Registration is now open for CppCon 2021, which starts on October 24 and will be held both in person and online. To whet your appetite for this year’s conference, we’re posting videos of some of the top-rated talks from our most recent in-person conference in 2019 and our online conference in 2020. Here’s another CppCon talk video we hope you will enjoy – and why not register today for CppCon 2021 to attend in person, online, or both!
by Bob Steagall
Summary of the talk:
With the concurrency tools available in the modern C++ standard library, it is easier than ever to create multi-threaded programs. When we write such applications, there are sometimes cases in which a container simply must be shared among multiple threads. Of course, sharing is trivial if the only operations on the container are reads.

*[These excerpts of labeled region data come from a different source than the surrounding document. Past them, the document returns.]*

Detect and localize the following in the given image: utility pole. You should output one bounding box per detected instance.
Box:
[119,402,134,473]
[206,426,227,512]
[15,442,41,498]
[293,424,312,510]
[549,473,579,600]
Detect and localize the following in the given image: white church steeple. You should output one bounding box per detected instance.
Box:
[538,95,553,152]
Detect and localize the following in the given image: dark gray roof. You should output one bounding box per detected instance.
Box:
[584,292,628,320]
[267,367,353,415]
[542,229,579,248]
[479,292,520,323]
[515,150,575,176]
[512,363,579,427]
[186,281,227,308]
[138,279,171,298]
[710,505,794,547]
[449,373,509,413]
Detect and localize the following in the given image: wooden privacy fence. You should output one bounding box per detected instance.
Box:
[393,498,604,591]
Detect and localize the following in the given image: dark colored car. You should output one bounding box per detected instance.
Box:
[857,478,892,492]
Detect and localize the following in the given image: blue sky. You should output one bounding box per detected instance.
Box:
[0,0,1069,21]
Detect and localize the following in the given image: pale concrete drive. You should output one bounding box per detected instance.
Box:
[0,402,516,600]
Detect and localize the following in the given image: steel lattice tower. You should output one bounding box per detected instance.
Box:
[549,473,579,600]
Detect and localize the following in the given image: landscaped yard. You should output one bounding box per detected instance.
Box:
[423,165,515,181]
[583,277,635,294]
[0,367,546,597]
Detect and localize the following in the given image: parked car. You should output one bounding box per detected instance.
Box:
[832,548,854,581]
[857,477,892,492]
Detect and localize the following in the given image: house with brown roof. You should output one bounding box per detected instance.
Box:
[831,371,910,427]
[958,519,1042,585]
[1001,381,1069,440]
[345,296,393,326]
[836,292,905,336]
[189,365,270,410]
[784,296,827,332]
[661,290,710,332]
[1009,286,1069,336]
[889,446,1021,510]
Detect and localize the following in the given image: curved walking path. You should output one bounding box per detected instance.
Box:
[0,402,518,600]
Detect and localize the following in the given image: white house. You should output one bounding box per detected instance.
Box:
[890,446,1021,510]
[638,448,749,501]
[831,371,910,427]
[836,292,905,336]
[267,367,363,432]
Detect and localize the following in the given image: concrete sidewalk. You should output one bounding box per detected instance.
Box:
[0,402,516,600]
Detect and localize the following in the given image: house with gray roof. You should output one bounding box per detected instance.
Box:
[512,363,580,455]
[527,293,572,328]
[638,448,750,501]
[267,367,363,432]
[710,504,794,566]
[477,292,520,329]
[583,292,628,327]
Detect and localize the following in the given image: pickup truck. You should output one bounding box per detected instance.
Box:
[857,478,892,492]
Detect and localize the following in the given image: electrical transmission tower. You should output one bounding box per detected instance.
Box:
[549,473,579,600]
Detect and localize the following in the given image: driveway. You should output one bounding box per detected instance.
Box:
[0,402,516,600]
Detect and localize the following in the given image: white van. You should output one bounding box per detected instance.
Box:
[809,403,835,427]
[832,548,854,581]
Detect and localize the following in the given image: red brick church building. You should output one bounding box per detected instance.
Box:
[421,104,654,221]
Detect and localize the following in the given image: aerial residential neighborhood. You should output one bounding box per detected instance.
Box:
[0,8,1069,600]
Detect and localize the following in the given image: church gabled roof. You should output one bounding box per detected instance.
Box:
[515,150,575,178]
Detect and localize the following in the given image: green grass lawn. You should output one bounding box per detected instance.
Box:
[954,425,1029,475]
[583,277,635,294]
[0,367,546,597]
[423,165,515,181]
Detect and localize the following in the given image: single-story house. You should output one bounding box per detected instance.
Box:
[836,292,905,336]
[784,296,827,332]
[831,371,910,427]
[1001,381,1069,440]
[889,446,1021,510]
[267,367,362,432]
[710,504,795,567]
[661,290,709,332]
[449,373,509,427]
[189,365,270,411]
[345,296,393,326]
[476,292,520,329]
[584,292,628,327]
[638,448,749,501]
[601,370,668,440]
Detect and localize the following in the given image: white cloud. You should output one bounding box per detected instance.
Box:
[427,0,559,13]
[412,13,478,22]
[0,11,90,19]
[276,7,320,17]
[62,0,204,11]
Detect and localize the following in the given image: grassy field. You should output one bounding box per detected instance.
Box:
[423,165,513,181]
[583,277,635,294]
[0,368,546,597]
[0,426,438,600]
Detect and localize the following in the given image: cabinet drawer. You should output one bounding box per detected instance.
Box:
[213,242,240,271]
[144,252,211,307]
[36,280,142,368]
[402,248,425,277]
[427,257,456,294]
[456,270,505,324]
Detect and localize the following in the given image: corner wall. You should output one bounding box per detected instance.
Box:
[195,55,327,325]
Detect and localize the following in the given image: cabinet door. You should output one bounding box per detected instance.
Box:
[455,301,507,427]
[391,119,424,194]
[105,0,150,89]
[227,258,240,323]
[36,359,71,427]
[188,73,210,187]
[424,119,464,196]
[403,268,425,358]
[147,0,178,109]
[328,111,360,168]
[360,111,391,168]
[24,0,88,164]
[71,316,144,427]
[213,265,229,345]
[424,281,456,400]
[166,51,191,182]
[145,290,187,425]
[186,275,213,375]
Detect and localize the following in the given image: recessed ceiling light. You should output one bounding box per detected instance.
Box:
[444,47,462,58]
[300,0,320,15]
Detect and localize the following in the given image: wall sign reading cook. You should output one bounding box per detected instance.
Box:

In the case where reads greatly outnumber writes, acceptable performance is often attainable with a reader/writer mutex type, like std::shared_mutex. But suppose that the number of writes is similar to, or even greater than, the number of reads -- how does one then perform simultaneous reads and writes on a single container?
One common usage pattern is that, for a given operation, sets of related records are read and updated together. In order to prevent data races and inconsistent views of the data, such sets must be locked together as a unit before any of them can actually be read or updated. Further, it is very easy to accidentally create deadlocks by choosing a seemingly correct locking order. In order to avoid these problems, we would like a locking algorithm that provides three important properties: atomicity, consistency, and isolation.
This talk will describe an algorithm, implemented in C++, that performs such locking based on the concept of strict timestamp ordering. Using only facilities from the C++17 standard library, it employs a straightforward approach to multi-threaded, transactional record locking that requires minimal spatial overhead and yet fulfils the requirements of atomicity, consistency, and isolation. We'll discuss the pros, cons, and limitations of the algorithm, and provide some performance measurements.